Why do tensions get so dialed up at work?
- The intensity of change is increasing at an alarming rate.
- The need today is to do more with less when we are already overtaxed physically and emotionally.
- The addiction to information and to smart phones is creating reactive decision-making and ultimately confusion about what to do next.
- Time starvation and anxiety are becoming the norm which makes us all less productive and more defensive.
We need to STOP and re-evaluate before we are all wound so tightly, we end up physically or emotionally damaged.
Here are suggestions for nipping the patterns of responding and reacting, without thinking through the implications of our behavior at work. (Hint: These suggestions will be equally as effective when you bring them into your family life):
- Think before you speak: Make sure you know the direction you want to go. Have at least three short bullet points before each and every conversation. Ask yourself "what will be the greatest outcome here?"
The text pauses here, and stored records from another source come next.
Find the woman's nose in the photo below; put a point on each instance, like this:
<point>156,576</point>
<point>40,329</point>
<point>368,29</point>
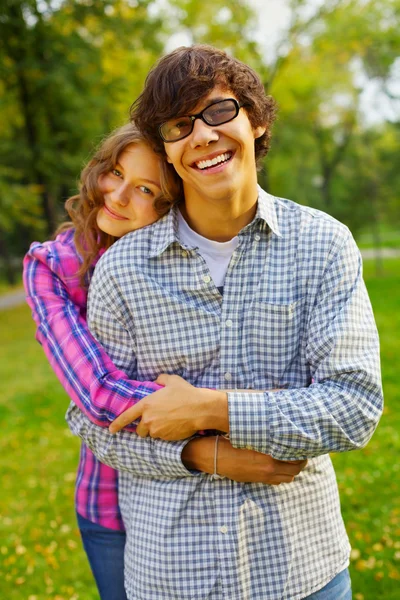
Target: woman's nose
<point>121,195</point>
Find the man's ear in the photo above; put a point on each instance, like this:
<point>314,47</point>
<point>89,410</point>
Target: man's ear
<point>259,131</point>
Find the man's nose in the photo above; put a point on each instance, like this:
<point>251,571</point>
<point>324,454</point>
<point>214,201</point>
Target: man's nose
<point>203,134</point>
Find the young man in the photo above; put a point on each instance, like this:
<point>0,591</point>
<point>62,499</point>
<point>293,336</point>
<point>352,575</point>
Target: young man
<point>236,289</point>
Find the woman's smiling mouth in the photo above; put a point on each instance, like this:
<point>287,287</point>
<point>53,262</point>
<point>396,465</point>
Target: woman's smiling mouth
<point>114,215</point>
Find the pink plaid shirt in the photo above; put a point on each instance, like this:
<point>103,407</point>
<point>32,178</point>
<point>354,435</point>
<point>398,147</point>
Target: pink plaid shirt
<point>89,377</point>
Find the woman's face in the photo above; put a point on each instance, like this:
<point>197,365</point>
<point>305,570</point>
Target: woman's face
<point>129,191</point>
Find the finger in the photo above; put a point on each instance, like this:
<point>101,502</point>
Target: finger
<point>162,379</point>
<point>142,430</point>
<point>125,418</point>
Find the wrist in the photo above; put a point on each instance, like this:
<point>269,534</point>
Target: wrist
<point>198,454</point>
<point>213,412</point>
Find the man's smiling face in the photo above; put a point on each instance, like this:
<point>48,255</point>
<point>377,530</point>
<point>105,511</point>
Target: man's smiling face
<point>216,162</point>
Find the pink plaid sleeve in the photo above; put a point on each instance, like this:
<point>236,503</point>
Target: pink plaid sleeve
<point>58,305</point>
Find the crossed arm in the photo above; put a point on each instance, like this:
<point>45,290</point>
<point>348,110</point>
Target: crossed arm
<point>102,391</point>
<point>337,413</point>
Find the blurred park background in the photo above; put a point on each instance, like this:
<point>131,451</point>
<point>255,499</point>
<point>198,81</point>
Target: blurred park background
<point>69,72</point>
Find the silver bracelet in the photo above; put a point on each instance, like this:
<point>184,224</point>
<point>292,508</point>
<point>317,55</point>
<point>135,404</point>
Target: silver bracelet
<point>215,475</point>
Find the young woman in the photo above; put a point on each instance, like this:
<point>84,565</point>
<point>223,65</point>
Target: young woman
<point>124,187</point>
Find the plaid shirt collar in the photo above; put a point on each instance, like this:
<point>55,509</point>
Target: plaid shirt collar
<point>166,232</point>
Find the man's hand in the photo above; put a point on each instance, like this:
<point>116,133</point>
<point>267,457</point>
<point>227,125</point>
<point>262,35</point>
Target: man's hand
<point>242,465</point>
<point>176,412</point>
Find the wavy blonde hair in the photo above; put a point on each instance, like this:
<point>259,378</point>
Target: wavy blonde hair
<point>83,207</point>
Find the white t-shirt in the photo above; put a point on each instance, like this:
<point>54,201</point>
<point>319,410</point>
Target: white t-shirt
<point>216,254</point>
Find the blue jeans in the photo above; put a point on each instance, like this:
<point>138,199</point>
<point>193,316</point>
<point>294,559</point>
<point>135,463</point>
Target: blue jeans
<point>105,550</point>
<point>337,589</point>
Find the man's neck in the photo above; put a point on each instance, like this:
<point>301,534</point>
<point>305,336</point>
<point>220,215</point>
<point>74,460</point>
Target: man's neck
<point>219,220</point>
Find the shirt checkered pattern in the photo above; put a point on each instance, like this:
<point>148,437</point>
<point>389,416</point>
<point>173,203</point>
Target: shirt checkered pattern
<point>58,303</point>
<point>295,315</point>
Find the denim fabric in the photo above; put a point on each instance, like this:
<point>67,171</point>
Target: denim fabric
<point>337,589</point>
<point>105,550</point>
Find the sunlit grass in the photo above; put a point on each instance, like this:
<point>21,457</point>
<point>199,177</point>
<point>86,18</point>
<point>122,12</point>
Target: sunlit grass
<point>40,550</point>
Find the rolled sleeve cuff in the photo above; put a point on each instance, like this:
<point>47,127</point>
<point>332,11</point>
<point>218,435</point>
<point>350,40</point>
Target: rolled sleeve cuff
<point>248,420</point>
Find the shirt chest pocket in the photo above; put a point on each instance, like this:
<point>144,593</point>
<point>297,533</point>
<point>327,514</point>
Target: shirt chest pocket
<point>273,335</point>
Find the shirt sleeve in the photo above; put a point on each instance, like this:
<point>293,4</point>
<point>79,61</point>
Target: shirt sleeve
<point>58,304</point>
<point>340,410</point>
<point>146,457</point>
<point>126,451</point>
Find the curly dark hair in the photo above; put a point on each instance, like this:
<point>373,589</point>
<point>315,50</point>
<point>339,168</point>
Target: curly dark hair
<point>182,78</point>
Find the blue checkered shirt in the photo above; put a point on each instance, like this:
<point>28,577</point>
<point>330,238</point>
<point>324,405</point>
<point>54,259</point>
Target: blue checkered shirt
<point>294,315</point>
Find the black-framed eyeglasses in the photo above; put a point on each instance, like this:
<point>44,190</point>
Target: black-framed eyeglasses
<point>217,113</point>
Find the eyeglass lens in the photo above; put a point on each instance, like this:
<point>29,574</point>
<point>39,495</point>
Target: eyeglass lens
<point>215,114</point>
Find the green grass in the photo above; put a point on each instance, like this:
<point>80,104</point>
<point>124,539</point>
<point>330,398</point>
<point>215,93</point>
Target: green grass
<point>40,550</point>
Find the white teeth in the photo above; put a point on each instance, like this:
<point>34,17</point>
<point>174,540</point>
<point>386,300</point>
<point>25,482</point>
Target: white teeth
<point>204,164</point>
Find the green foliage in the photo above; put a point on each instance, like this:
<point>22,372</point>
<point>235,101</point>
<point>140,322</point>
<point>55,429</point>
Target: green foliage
<point>70,70</point>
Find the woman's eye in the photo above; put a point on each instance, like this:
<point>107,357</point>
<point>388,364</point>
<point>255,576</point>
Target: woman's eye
<point>145,189</point>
- Stay big picture: Let others give you input. Stay with what you want to accomplish and then let others help you decide the shortest route with the fewest potholes. You don't have to have every answer all the time.
- Silence is still communicating: Give others time to respond. Count to ten or even twenty before you jump in with your own thoughts. Often silence will give the moments needed to calm down and shine light on new, more creative thoughts.
- Be visual: Our world is filled with color and sound so when you use words to describe your thoughts and feelings you help others see what is really going on inside. People respond to colors, so talk about feeling blue, or getting purple mad, or wanting to move a tough situation into the yellow of sunshine. Find your own style and be descriptive.
- Get the BUT out of your YES: Qualifiers are deal breakers. When you acknowledge and then add a "but" no one really hears the acknowledgement, they get stuck on the "but." If the situation requires you to add something about your frustration, use "and" if you want to be heard.
- Balance the asking with the listening: Conflict can be resolved faster and smarter when you ask open-ended questions. You know, ask the how, when, where type questions that cannot be answered yes or no. Open ended questions hold people accountable and then your job is really to be quiet and listen. Only after they finish do you tell your part of the tale.
- Keep the door open: End the time, even if you are not completely satisfied with the outcome by saying "It means a lot to me to be talking about these difficult issues and let's work together to get to a good conclusion." If someone knows that talking things out really means a lot to you, the chances are they will respond in a more positive way. If you let them know you are in it together, that seals the deal to change things for the better.
Conflict will never go away however, it can be tamed and used as great fertilizer for next level collaboration. You are the key to making the conflict move faster or slower. It takes discipline and determination to stay above the traditional knee-jerk way of being defensive and protecting your turf.
Take a deep breath, a big deep breath and lead the way.